跪拜 Guibai
← All articles
Programmers · Artificial Intelligence

AI Makes Shipping Code Easy — and That's Exactly Why Programmers Need Sales Skills Now

By 程序员烟斗 ·
Read original on juejin.cn ↗ Google Translate ↗ Alt translation

The oversupply of coding capacity means technical skill alone is deflating as a career asset. Developers who can pair shipping speed with customer discovery and sales instincts will capture the value that AI-assisted delivery creates, while pure implementers face commoditization.

Summary

AI coding assistants now handle architecture, edge cases, and boilerplate, turning development into a fragmented, low-friction task. One programmer can produce what two or three did before, which explains the layoffs and salary compression rippling through the industry. The bottleneck has shifted: shipping a product is no longer the hard part.

The hard part — finding customers, earning their trust, and getting them to pay — is untouched by AI. A developer can spin up a SaaS tool in a weekend, but that tool still needs distribution, sales, and retention.
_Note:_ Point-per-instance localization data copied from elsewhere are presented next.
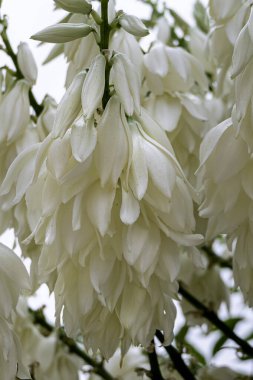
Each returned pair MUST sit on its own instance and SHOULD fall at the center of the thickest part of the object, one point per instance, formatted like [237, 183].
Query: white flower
[69, 107]
[46, 119]
[14, 112]
[75, 6]
[133, 25]
[125, 43]
[126, 82]
[172, 69]
[14, 278]
[112, 147]
[63, 32]
[27, 63]
[93, 86]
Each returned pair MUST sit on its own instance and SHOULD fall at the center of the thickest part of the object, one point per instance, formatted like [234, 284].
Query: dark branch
[104, 46]
[177, 359]
[223, 263]
[154, 365]
[212, 317]
[39, 319]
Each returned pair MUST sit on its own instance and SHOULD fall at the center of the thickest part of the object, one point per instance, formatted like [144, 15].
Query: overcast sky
[27, 17]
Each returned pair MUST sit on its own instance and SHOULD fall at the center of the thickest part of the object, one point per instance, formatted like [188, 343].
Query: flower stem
[38, 108]
[104, 46]
[177, 359]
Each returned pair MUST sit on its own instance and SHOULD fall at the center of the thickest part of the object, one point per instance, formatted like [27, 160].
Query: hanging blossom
[17, 130]
[204, 281]
[108, 205]
[14, 279]
[171, 74]
[225, 157]
[225, 171]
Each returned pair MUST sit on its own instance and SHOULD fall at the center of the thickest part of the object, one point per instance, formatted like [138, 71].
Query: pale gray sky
[27, 17]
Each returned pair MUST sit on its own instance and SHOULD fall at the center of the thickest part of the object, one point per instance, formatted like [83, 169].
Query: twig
[104, 45]
[98, 368]
[177, 359]
[153, 361]
[38, 108]
[223, 263]
[212, 317]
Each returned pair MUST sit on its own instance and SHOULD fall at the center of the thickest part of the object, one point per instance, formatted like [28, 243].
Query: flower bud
[69, 106]
[127, 83]
[133, 25]
[75, 6]
[93, 87]
[14, 112]
[45, 121]
[63, 32]
[27, 63]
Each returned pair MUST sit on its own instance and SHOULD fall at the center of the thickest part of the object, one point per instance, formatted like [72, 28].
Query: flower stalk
[104, 46]
[38, 108]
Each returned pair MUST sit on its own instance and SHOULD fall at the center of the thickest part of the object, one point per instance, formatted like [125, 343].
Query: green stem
[104, 46]
[38, 108]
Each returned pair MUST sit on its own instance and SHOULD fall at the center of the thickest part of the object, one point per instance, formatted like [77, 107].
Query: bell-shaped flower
[69, 106]
[46, 119]
[112, 143]
[14, 279]
[133, 25]
[75, 6]
[63, 32]
[27, 63]
[126, 82]
[177, 70]
[15, 112]
[125, 43]
[93, 86]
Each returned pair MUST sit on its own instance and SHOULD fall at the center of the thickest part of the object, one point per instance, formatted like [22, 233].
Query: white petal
[63, 32]
[93, 87]
[69, 107]
[130, 208]
[112, 147]
[83, 139]
[99, 207]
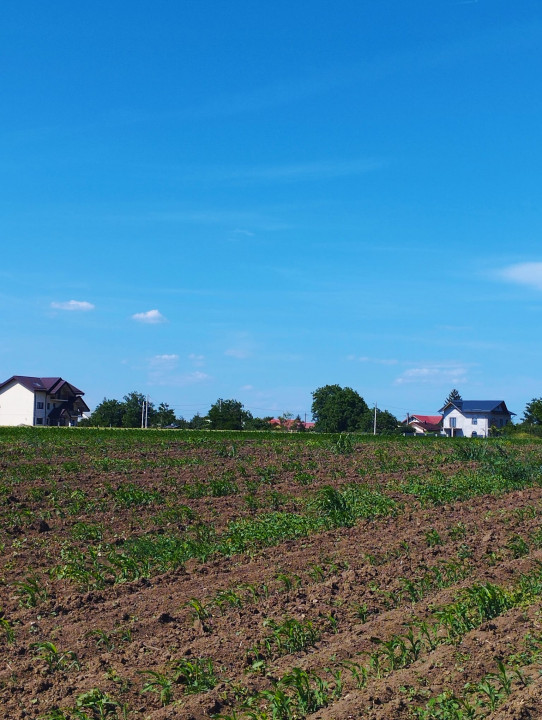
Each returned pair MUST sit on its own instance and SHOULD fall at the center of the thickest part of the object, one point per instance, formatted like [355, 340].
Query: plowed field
[253, 576]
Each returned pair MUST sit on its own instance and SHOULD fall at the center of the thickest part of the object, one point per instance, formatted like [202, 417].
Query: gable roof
[430, 419]
[35, 384]
[479, 406]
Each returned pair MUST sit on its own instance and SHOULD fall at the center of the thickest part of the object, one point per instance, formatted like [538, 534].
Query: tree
[385, 421]
[228, 415]
[107, 414]
[198, 422]
[133, 410]
[533, 412]
[454, 396]
[164, 416]
[252, 423]
[337, 409]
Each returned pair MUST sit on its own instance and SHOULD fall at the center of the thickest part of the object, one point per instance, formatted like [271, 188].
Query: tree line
[334, 409]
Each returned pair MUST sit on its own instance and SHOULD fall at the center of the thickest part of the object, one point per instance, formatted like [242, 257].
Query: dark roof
[431, 419]
[481, 406]
[35, 384]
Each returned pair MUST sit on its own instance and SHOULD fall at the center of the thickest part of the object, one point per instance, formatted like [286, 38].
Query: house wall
[17, 405]
[465, 426]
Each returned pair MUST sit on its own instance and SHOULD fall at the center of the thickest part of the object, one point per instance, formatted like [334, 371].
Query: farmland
[253, 576]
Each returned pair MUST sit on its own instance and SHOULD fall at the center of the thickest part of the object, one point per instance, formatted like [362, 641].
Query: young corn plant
[201, 613]
[55, 659]
[195, 674]
[159, 683]
[31, 591]
[7, 628]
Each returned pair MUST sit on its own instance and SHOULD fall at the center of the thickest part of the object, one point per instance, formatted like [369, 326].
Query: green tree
[198, 422]
[454, 396]
[337, 409]
[252, 423]
[133, 410]
[164, 416]
[533, 412]
[227, 415]
[385, 421]
[108, 413]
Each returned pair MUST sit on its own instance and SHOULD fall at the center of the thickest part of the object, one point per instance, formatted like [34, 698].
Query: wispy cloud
[529, 273]
[197, 360]
[293, 172]
[151, 317]
[166, 361]
[73, 305]
[377, 361]
[164, 371]
[239, 353]
[434, 374]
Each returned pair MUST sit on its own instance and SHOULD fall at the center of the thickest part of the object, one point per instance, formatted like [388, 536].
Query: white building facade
[37, 401]
[474, 418]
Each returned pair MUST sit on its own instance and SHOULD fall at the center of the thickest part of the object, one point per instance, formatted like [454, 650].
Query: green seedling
[55, 659]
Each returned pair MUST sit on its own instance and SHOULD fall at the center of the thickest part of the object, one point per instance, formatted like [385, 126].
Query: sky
[250, 200]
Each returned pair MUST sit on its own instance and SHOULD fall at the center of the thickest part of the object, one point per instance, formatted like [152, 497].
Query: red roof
[276, 422]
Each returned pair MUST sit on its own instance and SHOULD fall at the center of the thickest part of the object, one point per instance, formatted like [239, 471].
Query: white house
[423, 424]
[40, 401]
[474, 418]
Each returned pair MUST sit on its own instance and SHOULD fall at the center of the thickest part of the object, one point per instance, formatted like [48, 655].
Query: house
[474, 418]
[40, 401]
[423, 424]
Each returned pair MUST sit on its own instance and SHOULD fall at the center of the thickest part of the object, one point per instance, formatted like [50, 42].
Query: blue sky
[252, 200]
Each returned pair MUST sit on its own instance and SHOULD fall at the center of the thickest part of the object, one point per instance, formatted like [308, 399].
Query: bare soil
[349, 582]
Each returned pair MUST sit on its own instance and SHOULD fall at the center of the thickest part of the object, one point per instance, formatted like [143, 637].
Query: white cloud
[164, 361]
[434, 374]
[80, 305]
[197, 360]
[377, 361]
[194, 377]
[239, 353]
[529, 274]
[151, 317]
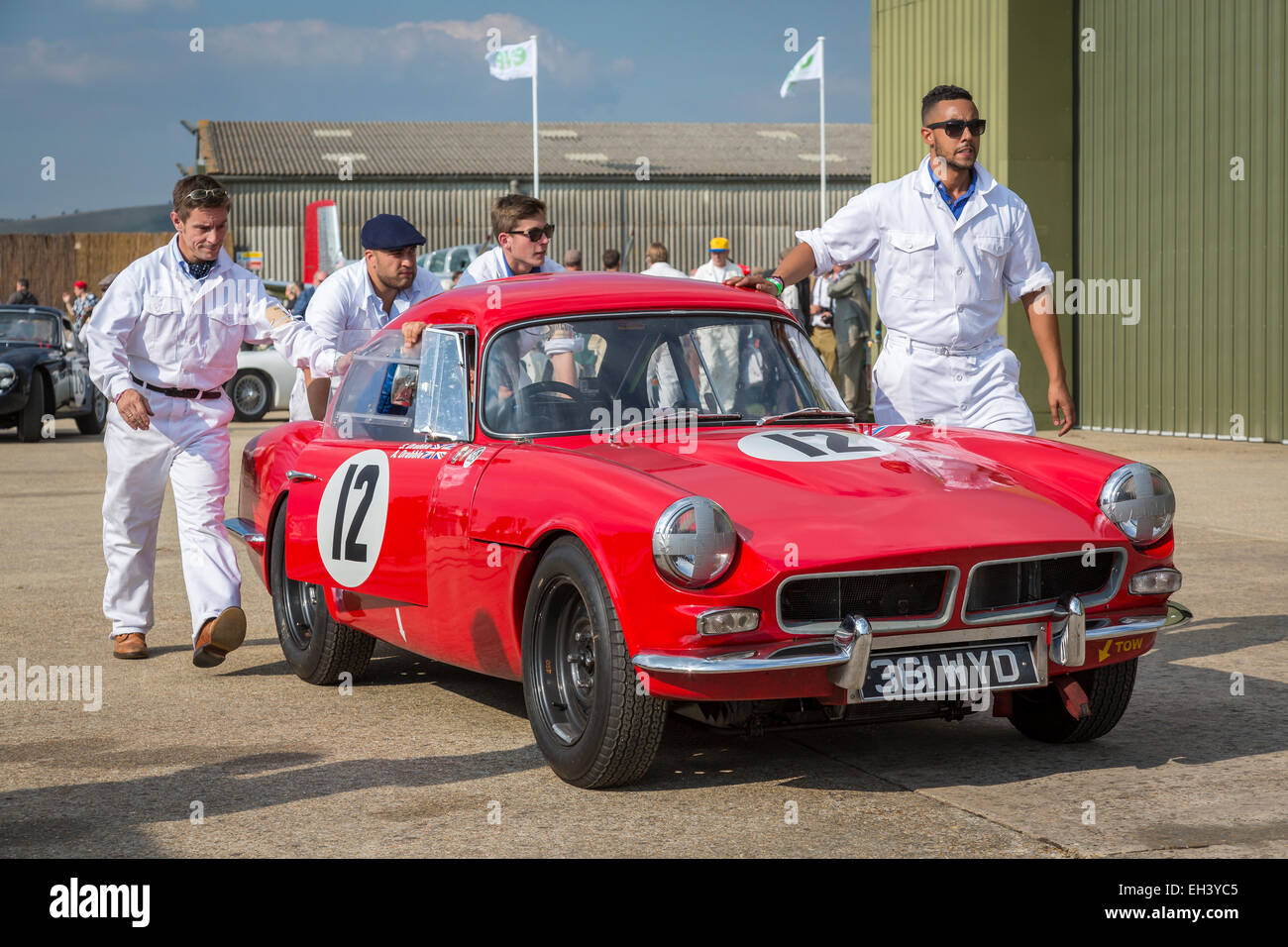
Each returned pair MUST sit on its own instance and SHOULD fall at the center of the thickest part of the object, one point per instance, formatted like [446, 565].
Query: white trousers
[962, 388]
[187, 445]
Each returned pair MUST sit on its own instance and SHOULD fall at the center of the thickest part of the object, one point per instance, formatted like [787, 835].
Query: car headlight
[694, 543]
[1138, 500]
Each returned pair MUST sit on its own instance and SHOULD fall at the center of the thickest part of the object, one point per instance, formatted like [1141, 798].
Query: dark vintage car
[44, 372]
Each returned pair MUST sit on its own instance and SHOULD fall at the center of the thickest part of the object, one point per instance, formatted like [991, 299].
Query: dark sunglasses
[536, 234]
[215, 193]
[954, 128]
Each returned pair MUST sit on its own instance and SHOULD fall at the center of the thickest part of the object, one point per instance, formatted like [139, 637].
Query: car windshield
[576, 376]
[24, 326]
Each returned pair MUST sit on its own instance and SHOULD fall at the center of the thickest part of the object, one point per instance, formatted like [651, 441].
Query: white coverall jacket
[492, 265]
[940, 285]
[167, 329]
[346, 312]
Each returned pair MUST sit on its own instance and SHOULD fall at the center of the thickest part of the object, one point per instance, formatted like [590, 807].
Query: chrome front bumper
[846, 654]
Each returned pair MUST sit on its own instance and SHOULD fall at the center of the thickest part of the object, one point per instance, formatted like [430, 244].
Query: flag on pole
[516, 60]
[810, 65]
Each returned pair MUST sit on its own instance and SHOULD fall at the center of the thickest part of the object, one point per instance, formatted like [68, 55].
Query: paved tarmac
[424, 759]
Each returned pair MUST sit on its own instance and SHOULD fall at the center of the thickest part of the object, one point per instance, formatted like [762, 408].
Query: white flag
[809, 67]
[514, 62]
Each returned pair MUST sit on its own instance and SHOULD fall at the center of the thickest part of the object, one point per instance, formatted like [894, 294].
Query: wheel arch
[537, 552]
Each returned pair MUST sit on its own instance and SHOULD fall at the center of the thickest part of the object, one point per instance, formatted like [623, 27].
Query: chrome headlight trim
[1138, 500]
[702, 557]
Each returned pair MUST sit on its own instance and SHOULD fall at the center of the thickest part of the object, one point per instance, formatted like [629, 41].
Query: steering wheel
[527, 393]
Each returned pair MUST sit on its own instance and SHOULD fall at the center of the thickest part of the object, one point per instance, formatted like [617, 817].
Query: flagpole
[536, 171]
[822, 140]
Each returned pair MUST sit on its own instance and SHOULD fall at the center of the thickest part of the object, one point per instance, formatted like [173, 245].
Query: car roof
[502, 302]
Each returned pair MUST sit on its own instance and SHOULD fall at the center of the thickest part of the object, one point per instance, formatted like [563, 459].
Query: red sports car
[636, 495]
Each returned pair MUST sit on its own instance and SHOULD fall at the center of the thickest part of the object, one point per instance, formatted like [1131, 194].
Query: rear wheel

Those problems are only getting more competitive as the supply of software explodes.

Programmers who dismiss sales, support, and operations as non-technical busywork are the most exposed. When code is cheap, proximity to the customer becomes the durable source of value. The career advice is blunt: stop asking only how to build a feature and start asking who needs it, why they'd pay, and how to reach more of them.

Takeaways
AI coding tools have made software delivery so cheap that one developer now does the work of two or three, driving layoffs and pay cuts across the industry.
Customer acquisition, trust-building, and retention remain stubbornly hard problems that AI does not solve.
The supply of software is exploding, but demand is not keeping pace, making distribution the real bottleneck.
Programmers who look down on sales, customer service, and operations are the most vulnerable to having their value diluted.
Career durability now depends on asking who needs a feature, why they'd pay, and how to find more of them — not just how to build it.
Conclusions

The argument reframes AI not as a job destroyer but as a value-shifter: it doesn't eliminate the need for programmers, it just moves the scarce skill from implementation to distribution.

Treating customer relationships as the true asset and code as a disposable commodity inverts the traditional programmer identity, which has always centered on technical craft.

The post captures a real anxiety that AI tools have made coding feel almost too easy, leaving developers with a sense of purposelessness about where to direct their mental energy.